MacArthur grant supports new model of ecosystem dynamics

CHANS-Net scientist Les Kaufman recently received a MacAruthur Foundation grant to study the Tonle Sap region of Cambodia.

June 28, 2012

The MacArthur Foundation recently approved a $500,000 grant to support improving the scientific understanding of water and fisheries resource use in the Tonle Sap region of Cambodia. CHANS-Net member Les Kaufman, lead PI and Boston University professor of biology, sees the grant enhancing the growing study of coupled human and natural systems (CHANS).

Les Kaufman

“Our MacArthur project will help to build the science of CHANS at Boston University,” said Kaufman. “CHANS is the interdisciplinary study of the relationship between people and nature that shapes the human condition. In essence, CHANS is the science of sustainability, of humanity’s future in a world that we ourselves are rapidly changing through overpopulation, habitat destruction, pollution, and climate change.”

Kaufman’s co-PI for the Cambodia project is Andy Rosenberg, chief scientist at Conservation International. Other partners include CHANS-Net member Steve Gaines of the University of California-Santa Barbara and Mary Ruckelshaus of Stanford University.

The project focuses on Tonle Sap Lake in Cambodia, a “pulse system” that expands and recedes each year according to seasonal water flows from the Mekong River. The expanded lake floods forests and croplands, transferring massive amounts of terrestrially derived nutrients to the aquatic community, which then later returns the favor. The pulse system supports the freshwater fish that in turn provide 75 percent of total animal protein intake in Cambodia.

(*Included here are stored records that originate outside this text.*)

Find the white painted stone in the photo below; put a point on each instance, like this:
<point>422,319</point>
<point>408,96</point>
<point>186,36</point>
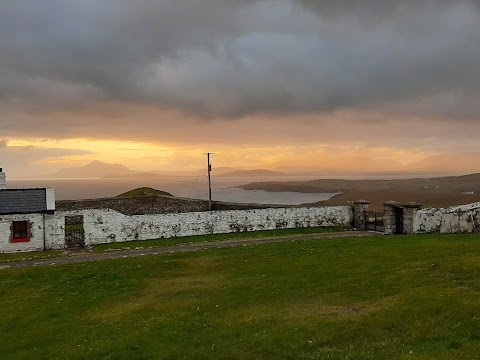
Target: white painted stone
<point>105,226</point>
<point>458,219</point>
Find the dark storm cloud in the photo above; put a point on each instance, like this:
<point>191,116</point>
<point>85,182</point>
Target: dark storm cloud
<point>235,58</point>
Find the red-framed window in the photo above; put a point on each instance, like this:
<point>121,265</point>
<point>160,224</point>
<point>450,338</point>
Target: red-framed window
<point>20,231</point>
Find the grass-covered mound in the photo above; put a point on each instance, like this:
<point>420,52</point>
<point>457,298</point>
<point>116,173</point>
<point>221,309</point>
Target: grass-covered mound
<point>144,191</point>
<point>403,297</point>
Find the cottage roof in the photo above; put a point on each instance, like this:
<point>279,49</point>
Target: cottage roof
<point>26,201</point>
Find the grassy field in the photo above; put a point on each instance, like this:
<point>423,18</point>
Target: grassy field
<point>405,297</point>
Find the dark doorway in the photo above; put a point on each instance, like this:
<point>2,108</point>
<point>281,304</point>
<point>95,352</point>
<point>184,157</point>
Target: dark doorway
<point>74,234</point>
<point>399,220</point>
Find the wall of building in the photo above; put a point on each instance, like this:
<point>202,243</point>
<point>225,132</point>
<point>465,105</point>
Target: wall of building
<point>458,219</point>
<point>104,226</point>
<point>48,227</point>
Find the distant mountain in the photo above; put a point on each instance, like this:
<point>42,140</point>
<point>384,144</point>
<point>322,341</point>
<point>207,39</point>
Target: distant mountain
<point>95,169</point>
<point>136,175</point>
<point>448,163</point>
<point>251,173</point>
<point>216,170</point>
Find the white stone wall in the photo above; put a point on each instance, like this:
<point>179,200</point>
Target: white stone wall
<point>104,226</point>
<point>36,233</point>
<point>458,219</point>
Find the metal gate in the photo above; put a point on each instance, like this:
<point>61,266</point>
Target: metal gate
<point>399,220</point>
<point>74,239</point>
<point>374,221</point>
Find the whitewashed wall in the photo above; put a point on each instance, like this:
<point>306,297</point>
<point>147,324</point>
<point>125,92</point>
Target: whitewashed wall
<point>54,232</point>
<point>458,219</point>
<point>103,226</point>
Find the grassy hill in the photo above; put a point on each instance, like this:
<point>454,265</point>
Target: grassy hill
<point>143,191</point>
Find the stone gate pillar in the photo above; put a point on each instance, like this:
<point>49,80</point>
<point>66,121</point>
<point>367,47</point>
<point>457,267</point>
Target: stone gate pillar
<point>389,218</point>
<point>408,212</point>
<point>360,207</point>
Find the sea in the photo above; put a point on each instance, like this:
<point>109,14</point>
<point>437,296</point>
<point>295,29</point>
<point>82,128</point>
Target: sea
<point>223,188</point>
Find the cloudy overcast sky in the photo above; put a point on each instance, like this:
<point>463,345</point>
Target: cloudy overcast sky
<point>153,84</point>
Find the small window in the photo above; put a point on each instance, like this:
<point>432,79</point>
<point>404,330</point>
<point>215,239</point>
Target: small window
<point>20,231</point>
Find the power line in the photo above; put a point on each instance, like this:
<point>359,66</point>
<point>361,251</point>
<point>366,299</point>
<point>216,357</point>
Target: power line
<point>209,168</point>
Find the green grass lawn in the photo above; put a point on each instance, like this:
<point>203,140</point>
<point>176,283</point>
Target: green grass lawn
<point>403,297</point>
<point>215,237</point>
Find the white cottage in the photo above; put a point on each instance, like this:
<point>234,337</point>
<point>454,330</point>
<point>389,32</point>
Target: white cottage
<point>24,217</point>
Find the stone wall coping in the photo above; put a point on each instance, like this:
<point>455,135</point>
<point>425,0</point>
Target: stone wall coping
<point>412,205</point>
<point>393,203</point>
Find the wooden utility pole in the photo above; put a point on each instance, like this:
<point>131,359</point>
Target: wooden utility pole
<point>209,181</point>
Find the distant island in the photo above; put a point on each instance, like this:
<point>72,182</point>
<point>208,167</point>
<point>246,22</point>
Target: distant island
<point>253,173</point>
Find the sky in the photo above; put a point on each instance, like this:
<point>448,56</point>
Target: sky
<point>344,85</point>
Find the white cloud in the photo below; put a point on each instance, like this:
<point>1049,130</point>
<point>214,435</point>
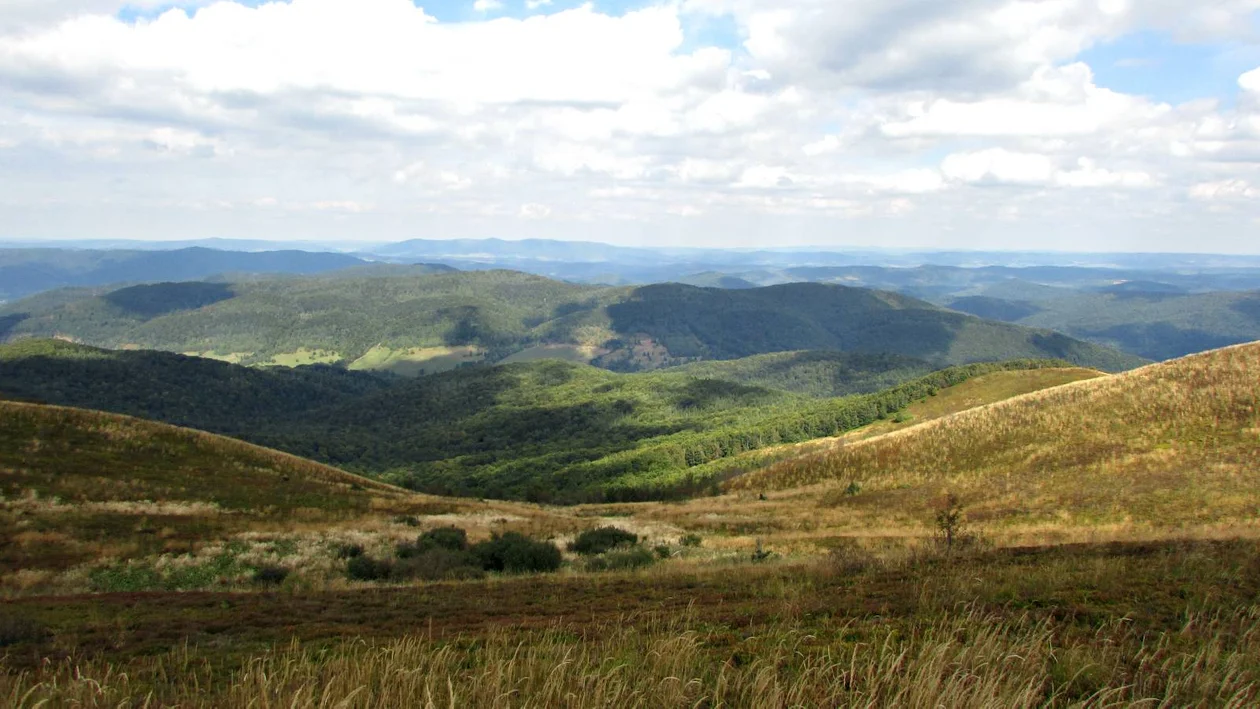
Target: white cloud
<point>1053,102</point>
<point>883,115</point>
<point>1225,190</point>
<point>534,210</point>
<point>998,165</point>
<point>1090,175</point>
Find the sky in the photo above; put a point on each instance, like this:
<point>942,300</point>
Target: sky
<point>1070,125</point>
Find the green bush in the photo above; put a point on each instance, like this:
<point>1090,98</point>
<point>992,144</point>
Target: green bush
<point>621,561</point>
<point>602,539</point>
<point>270,574</point>
<point>349,550</point>
<point>449,538</point>
<point>515,553</point>
<point>366,568</point>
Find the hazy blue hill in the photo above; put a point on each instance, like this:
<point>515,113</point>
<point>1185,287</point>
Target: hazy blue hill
<point>813,373</point>
<point>185,391</point>
<point>1156,324</point>
<point>722,324</point>
<point>716,280</point>
<point>28,271</point>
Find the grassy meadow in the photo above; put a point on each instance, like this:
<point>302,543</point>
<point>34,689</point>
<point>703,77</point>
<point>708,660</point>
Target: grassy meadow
<point>1105,554</point>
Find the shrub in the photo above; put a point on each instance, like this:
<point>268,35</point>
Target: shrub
<point>449,538</point>
<point>515,553</point>
<point>349,550</point>
<point>761,554</point>
<point>18,629</point>
<point>602,539</point>
<point>366,568</point>
<point>270,574</point>
<point>621,561</point>
<point>439,564</point>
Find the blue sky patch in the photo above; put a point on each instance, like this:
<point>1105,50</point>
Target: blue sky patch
<point>1156,66</point>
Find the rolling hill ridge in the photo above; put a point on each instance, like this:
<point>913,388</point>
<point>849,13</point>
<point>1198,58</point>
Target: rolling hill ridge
<point>440,320</point>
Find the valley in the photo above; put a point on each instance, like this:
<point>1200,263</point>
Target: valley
<point>368,485</point>
<point>1074,582</point>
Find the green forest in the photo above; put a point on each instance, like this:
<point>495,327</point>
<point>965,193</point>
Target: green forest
<point>544,431</point>
<point>347,316</point>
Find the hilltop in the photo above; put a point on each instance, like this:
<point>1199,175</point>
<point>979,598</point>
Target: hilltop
<point>28,271</point>
<point>1166,446</point>
<point>429,323</point>
<point>1153,320</point>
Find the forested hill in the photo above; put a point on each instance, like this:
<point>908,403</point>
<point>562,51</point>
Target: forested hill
<point>544,430</point>
<point>437,320</point>
<point>27,271</point>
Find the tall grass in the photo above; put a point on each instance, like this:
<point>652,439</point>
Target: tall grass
<point>964,659</point>
<point>1169,443</point>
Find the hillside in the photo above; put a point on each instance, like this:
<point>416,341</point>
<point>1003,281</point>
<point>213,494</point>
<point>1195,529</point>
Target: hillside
<point>1169,445</point>
<point>28,271</point>
<point>1152,320</point>
<point>539,430</point>
<point>183,391</point>
<point>814,373</point>
<point>78,485</point>
<point>426,323</point>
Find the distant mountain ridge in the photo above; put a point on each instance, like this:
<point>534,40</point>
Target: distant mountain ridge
<point>546,431</point>
<point>488,316</point>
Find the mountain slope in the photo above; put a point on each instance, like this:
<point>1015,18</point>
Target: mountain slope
<point>1147,319</point>
<point>183,391</point>
<point>1169,443</point>
<point>494,315</point>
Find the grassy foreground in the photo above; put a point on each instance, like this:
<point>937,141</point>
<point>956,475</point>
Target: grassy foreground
<point>1163,625</point>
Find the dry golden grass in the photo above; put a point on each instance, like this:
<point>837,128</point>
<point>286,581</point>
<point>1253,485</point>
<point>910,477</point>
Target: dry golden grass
<point>1169,445</point>
<point>980,391</point>
<point>1171,450</point>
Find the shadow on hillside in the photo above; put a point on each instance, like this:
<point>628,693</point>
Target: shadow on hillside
<point>996,309</point>
<point>163,299</point>
<point>1159,340</point>
<point>703,393</point>
<point>9,321</point>
<point>799,316</point>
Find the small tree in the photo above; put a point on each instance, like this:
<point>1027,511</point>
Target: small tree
<point>949,521</point>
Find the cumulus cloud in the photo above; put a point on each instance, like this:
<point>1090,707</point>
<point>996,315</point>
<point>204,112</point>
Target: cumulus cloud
<point>890,116</point>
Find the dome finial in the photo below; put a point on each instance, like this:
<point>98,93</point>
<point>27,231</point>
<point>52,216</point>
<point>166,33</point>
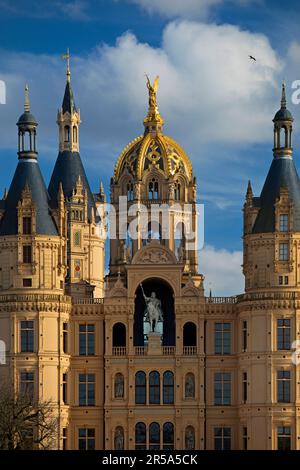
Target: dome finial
<point>26,103</point>
<point>283,96</point>
<point>67,58</point>
<point>153,117</point>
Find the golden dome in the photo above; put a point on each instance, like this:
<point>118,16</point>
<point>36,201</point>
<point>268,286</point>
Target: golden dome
<point>153,149</point>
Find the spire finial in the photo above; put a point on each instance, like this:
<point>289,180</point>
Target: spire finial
<point>26,103</point>
<point>153,116</point>
<point>67,58</point>
<point>283,96</point>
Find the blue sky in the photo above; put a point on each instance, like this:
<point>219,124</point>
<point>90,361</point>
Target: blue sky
<point>216,102</point>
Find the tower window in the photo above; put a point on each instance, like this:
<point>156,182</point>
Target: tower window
<point>153,189</point>
<point>26,225</point>
<point>283,334</point>
<point>86,439</point>
<point>283,386</point>
<point>283,222</point>
<point>222,338</point>
<point>27,254</point>
<point>284,438</point>
<point>86,389</point>
<point>283,251</point>
<point>130,192</point>
<point>177,191</point>
<point>27,384</point>
<point>86,340</point>
<point>222,438</point>
<point>222,388</point>
<point>27,336</point>
<point>67,134</point>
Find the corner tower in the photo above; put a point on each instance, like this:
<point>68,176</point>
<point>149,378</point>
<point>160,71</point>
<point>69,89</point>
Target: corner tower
<point>85,247</point>
<point>33,307</point>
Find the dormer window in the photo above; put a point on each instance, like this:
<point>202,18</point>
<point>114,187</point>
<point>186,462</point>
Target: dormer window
<point>153,189</point>
<point>283,223</point>
<point>26,225</point>
<point>67,134</point>
<point>130,192</point>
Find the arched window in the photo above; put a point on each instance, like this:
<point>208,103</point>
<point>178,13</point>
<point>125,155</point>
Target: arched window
<point>119,386</point>
<point>140,436</point>
<point>168,388</point>
<point>75,134</point>
<point>119,335</point>
<point>168,436</point>
<point>190,438</point>
<point>189,334</point>
<point>189,386</point>
<point>130,192</point>
<point>154,388</point>
<point>153,189</point>
<point>119,438</point>
<point>179,240</point>
<point>67,134</point>
<point>154,436</point>
<point>140,388</point>
<point>177,191</point>
<point>153,232</point>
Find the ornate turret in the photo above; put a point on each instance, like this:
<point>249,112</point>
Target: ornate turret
<point>27,178</point>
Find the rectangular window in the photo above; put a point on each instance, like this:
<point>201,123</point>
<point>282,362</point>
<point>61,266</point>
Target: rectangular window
<point>284,438</point>
<point>27,384</point>
<point>245,438</point>
<point>245,336</point>
<point>64,438</point>
<point>283,386</point>
<point>283,222</point>
<point>86,389</point>
<point>245,387</point>
<point>86,439</point>
<point>222,388</point>
<point>77,238</point>
<point>26,225</point>
<point>27,336</point>
<point>27,254</point>
<point>283,252</point>
<point>222,437</point>
<point>283,334</point>
<point>222,338</point>
<point>65,388</point>
<point>86,340</point>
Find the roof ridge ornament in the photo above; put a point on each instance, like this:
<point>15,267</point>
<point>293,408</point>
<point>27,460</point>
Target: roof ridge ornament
<point>26,102</point>
<point>67,57</point>
<point>153,120</point>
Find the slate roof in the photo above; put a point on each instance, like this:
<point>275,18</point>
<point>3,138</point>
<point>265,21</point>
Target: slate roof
<point>28,172</point>
<point>67,168</point>
<point>282,173</point>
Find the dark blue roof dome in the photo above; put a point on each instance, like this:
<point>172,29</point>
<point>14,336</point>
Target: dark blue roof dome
<point>27,118</point>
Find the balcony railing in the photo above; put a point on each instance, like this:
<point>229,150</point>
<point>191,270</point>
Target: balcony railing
<point>119,351</point>
<point>189,350</point>
<point>168,350</point>
<point>140,350</point>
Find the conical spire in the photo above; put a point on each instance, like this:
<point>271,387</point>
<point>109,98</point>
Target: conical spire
<point>153,121</point>
<point>283,96</point>
<point>26,102</point>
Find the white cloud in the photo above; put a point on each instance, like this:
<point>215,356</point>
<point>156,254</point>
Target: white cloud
<point>222,271</point>
<point>210,94</point>
<point>183,8</point>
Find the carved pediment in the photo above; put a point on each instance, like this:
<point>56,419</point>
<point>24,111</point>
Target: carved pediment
<point>154,253</point>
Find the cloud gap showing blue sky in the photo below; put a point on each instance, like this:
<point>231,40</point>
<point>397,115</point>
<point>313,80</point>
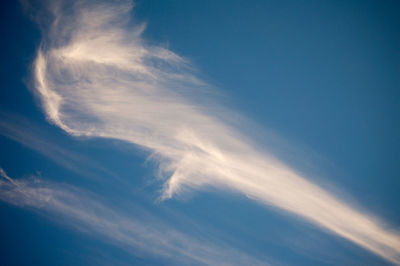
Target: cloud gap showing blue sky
<point>95,76</point>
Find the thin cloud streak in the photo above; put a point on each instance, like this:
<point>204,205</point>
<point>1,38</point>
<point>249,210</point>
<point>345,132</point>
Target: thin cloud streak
<point>145,238</point>
<point>96,76</point>
<point>15,127</point>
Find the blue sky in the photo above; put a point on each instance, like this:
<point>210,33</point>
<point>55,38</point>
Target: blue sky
<point>191,133</point>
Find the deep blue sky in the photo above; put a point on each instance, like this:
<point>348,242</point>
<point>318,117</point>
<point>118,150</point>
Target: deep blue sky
<point>324,75</point>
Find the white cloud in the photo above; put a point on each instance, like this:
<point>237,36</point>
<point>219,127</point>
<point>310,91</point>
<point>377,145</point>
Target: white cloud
<point>97,77</point>
<point>146,236</point>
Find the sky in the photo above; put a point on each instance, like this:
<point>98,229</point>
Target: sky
<point>200,132</point>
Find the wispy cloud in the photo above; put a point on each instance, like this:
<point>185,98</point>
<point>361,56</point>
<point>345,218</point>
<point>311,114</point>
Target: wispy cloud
<point>141,237</point>
<point>30,135</point>
<point>96,76</point>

Kaufman and his team will focus particularly on the impacts of dam construction and climate change on food security and biodiversity. The goal of the project is developing a new modeling platform to visualize the dynamics of ecosystem service provisioning and trade-offs as the people of the basin face new challenges due to burgeoning demands for fish protein, clean fresh water, agricultural products, and hydropower, and climate change. In other words, the project will enable planners and policy makers to predict the ecological consequences of various policy options before them.

According to Kaufman, the result will be “a comprehensive analytical platform for assessment of ecosystem service dynamics applicable to Tonle Sap and the lower Mekong system, as well as other geographies.”